The following three questions will assist leadership in determining whether an accountability review is appropriate:

  • Is it alleged there is a deliberate violation of sound policy by an individual provider?
  • Is there a concern about the health of the provider?
  • Recognizing the differing focuses and purposes of the quality improvement and accountability reviews, occasionally it may be necessary to conduct both. These should be done independently with a strict information firewall between the two.

    Is the dominant concern in this case about the clear lack of knowledge or skills or significant unprofessional conduct by an individual provider? (Note: unprofessional conduct in this context refers only to behaviour that may have significantly contributed to the adverse event or close call.)

Unless the answer to any of these questions is positive, a quality improvement review is the most suitable approach, recognizing that it effectively identifies system improvements.

The importance of an information firewall

Sometimes it may be necessary to initiate two review processes: a quality improvement review and an accountability review. The two types of reviews must be conducted distinctly and be separated by an "information firewall." By separating the two processes, health care providers in a quality improvement review will be more likely to contribute their opinions and advance their perspectives on possible system improvements.

Important to members: CMPA members should contact the Association for advice if:

  • Obligated to participate in a quality improvement review structured outside the parameters of the relevant provincial/territorial legislation;
  • Privileges are threatened;
  • A coroner/medical examiner is requesting information from a review, or a disciplinary proceeding by a College and/or litigation is threatened or has already begun; or
  • Uncertainty exists on how to proceed.

Triage process

The use of the triage process will help determine whether a review will be beneficial and if so, what type of review is required. The triage of information must be done objectively by leaders who are knowledgeable in clinical practice and patient safety, and who understand the distinct goals of the two types of reviews.

The following diagram (Figure 1) illustrates the recommended triage process for unexpected outcomes, adverse events and close calls, and the two types of reviews generally available at the hospital/institution level.

Figure 1: Choosing the best type of review in hospitals/healthcare institutions

Unexpected clinical outcome, adverse event, or close call

Triage of an event

Step 1 – Preliminary collection of facts

  • Triage is done by clinically knowledgeable leadership

Step 2 – Determine if further analysis is required

  • Determined by objective criteria (may be determined by law in certain provinces)
  • Not all adverse events require further analysis (will still require disclosure to patients)

Step 3 – If further analysis is required, choose the appropriate type of event review by using the following triage questions:

  • Is it alleged there is a deliberate violation of sound policy by an individual provider?
  • Is there a concern about the health of the provider?
  • Is the dominant concern in this case about the clear lack of knowledge or skills, or significant unprofessional conduct by an individual provider?

NO to all questions

Quality Improvement Review by the quality improvement committee or subcommittees
Focuses on system (context of care) failures.

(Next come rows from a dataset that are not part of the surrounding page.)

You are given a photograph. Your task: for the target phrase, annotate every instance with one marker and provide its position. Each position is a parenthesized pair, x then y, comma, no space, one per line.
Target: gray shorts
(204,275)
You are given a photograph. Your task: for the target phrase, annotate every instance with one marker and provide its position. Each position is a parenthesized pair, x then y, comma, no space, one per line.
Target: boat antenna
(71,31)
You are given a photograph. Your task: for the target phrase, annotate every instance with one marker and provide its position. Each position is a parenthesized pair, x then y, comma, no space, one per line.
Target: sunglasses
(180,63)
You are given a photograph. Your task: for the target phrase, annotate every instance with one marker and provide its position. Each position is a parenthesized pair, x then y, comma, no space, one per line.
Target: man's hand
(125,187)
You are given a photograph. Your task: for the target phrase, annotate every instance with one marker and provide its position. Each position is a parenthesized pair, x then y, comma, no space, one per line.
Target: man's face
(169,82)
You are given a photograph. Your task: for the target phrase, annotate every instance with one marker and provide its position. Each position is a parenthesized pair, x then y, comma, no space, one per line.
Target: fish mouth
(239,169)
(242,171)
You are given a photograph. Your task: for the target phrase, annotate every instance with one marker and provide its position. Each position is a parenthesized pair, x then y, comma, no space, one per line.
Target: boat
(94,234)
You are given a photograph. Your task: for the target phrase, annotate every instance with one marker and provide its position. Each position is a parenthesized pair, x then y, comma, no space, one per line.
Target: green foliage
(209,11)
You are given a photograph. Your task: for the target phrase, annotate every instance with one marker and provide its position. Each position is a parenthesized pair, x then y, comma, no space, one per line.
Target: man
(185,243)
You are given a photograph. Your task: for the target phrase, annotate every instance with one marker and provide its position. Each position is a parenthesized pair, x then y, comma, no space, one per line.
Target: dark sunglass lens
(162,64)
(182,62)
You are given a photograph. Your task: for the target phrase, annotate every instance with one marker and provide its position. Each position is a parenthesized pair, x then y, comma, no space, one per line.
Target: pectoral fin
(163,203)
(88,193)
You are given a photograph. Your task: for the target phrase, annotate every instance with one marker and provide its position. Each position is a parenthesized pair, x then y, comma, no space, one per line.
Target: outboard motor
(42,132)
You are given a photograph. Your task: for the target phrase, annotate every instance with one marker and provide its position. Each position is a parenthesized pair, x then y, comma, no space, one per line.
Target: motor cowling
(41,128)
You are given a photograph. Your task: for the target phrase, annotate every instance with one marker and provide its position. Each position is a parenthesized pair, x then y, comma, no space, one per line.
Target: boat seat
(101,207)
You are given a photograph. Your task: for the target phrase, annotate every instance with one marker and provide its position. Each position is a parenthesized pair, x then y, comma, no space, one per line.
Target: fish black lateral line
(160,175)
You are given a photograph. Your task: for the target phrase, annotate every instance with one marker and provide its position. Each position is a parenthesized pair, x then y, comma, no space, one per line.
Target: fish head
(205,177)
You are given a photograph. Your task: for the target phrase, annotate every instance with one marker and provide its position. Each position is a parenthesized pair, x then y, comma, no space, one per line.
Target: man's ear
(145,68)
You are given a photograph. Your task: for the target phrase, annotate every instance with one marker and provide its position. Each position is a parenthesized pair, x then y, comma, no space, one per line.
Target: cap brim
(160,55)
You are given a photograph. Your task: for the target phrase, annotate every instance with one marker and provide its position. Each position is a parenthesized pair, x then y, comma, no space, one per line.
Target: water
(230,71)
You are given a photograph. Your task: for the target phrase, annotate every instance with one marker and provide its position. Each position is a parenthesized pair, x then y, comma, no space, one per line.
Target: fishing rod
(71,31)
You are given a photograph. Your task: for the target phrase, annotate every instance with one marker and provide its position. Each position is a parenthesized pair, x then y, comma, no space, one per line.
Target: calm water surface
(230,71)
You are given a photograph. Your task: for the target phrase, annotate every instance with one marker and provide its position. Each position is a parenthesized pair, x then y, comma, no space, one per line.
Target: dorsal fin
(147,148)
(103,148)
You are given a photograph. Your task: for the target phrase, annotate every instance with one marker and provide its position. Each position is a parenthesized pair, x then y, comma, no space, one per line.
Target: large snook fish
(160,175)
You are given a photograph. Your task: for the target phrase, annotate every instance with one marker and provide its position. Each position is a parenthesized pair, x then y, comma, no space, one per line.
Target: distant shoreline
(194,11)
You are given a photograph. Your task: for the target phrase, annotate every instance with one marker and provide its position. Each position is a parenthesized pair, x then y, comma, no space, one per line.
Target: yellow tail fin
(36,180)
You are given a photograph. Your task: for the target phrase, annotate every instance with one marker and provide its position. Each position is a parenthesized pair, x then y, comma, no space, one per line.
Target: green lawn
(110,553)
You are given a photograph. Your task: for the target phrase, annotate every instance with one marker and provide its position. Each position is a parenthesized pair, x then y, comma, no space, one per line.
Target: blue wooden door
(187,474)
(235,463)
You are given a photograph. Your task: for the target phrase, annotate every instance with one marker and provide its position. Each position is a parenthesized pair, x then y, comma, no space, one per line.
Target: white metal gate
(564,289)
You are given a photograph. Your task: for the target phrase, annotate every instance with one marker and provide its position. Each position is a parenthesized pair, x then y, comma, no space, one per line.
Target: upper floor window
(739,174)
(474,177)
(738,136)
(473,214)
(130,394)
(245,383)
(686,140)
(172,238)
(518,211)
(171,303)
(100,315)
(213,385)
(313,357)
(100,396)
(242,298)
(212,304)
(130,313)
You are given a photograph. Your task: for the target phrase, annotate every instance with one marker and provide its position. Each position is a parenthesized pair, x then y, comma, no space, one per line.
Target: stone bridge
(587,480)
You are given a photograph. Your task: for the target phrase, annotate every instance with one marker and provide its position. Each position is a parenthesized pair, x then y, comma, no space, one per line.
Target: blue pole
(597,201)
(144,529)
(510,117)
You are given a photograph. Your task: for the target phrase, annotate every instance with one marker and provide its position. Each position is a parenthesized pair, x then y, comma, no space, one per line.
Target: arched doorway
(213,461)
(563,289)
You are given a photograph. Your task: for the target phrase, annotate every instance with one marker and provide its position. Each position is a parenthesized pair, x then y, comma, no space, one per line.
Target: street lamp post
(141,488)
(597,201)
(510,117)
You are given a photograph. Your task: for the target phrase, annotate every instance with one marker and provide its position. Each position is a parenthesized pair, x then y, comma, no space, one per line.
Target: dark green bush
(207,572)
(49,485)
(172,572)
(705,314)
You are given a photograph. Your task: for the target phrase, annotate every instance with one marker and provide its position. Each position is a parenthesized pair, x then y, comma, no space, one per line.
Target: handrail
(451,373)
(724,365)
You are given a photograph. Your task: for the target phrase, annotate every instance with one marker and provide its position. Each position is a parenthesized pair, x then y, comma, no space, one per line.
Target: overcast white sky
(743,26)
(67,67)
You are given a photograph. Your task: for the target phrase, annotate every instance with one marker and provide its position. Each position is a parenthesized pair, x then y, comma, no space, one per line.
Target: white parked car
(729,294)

Do provider accountability issues surface?
If significant concerns about the competency of an individual provider are identified, then the review is halted and redirected without details to the accountability route.

Expected outcome:
Possible recommendations for system changes to provide better patient care, and education for all providers.

YES to any questions

Accountability Review of individual provider by leadership / management
Focuses on individual provider’s performance. Required when there are concerns about an individual provider’s performance based on the triage questions above.

Do system issues surface?
If system issue(s) are identified, consider also referring case for quality improvement review.

Expected outcome for provider:
Graded response of support, possible targeted education, sometimes sanctions.

 

Fostering a just culture of safety

Patients and health care providers will significantly benefit from a health care environment that fosters a just culture of safety. In such an environment, health care providers, patients and those in leadership/management share a collective commitment to quality improvement processes that are anchored in fairness and trust.

Elements of a patient safety culture

A patient safety culture is one that demonstrates an organizational-wide commitment to providing the safest possible care to patients. As such, safety is a core value. In these organizations, the leadership drives improvements in safety by providing adequate resources to achieve results.

Moreover, organizations that embrace a just culture of safety support their health care providers by ensuring they can report adverse events without fear of inappropriate reprimand or punishment. Instead, they are lauded for providing the information necessary to help organizations make improvements. In the absence of a culture anchored in trust and respect, a provider "might focus on efforts to hide and defend"9 rather than on efforts to learn from what has happened.

A just culture of safety

A health care approach in which the provision of safe care is a core value of the organization. The culture encourages and develops the knowledge, skills and commitment of all leaders, management, health care providers, staff, and patients for the provision of safe patient care. Opportunities to proactively improve the safety of care are constantly identified and acted on. Providers and patients are appropriately and adequately supported in the pursuit of safe care. The culture encourages learning from adverse events and close calls to strengthen the system, and where appropriate, supports and educates health care providers and patients to help prevent similar events in the future. There is a shared commitment across the organization to implement improvements and to share the lessons learned. Justice is an important element. All are aware of what is expected, and when analyzing adverse events any professional accountability of health care providers is determined fairly. The interests of both patients and providers are protected.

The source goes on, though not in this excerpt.